TCR Holiday Special 1998
reads us a Christmas poem entitled, Gerbilicious
The silver maple shrugs its shoulders, undresses, leaving
its cover all over the floor, and it's getting cold out.
A firebush tries to warm it -- in the newly turned field,
the three gerbils (Earl and Mister Magic and Spot)
are out for exercise and exploring the furrows.
How is it that the wet of the first frosts remembers
the spring dew? Why is it the foul dirt of weeping
joins other soils in the sweet, deep possibilities
of forgiveness, and new tracks? Earl is the most
adventurous of gerbils, tracks far smells as they move
down, down toward the pond's bed. The rest
of the congregation follows slowly. Above them,
and to the side, a naked tree. There is time
before darkness, and Earl turns, and asks, "What
shall we render unto the Lord for His goodness
to us?" The other wise gerbils look to him
(Mister Magic has a piece of root in his mouth)
and the knowing they return begs human knowledge.

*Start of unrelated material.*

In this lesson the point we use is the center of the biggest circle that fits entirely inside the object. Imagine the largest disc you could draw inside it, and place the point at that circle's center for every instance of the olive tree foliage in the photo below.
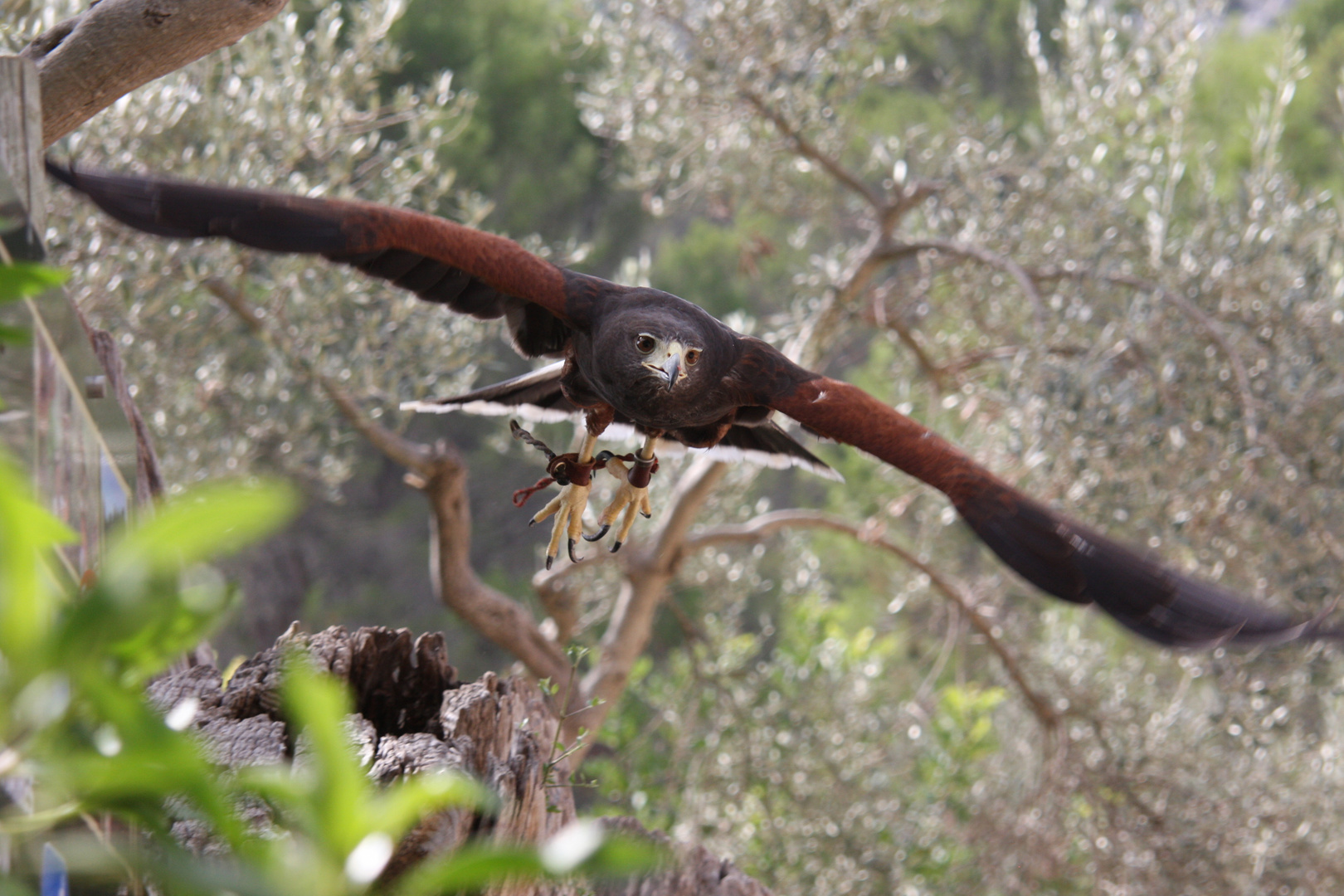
(1073, 303)
(299, 112)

They know what we would not admit to,
that the meanest of drunks are the ones drunk
with power, that the way of the wicked makes itself
outcast, that the rarest of traits are generosity
and gratitude, so rare they are the only ones
truly remembered. Truly, like the spring dew at first frost.
They know because animals do not have souls,
they are souls.
To the one side, a naked tree, perfect and still.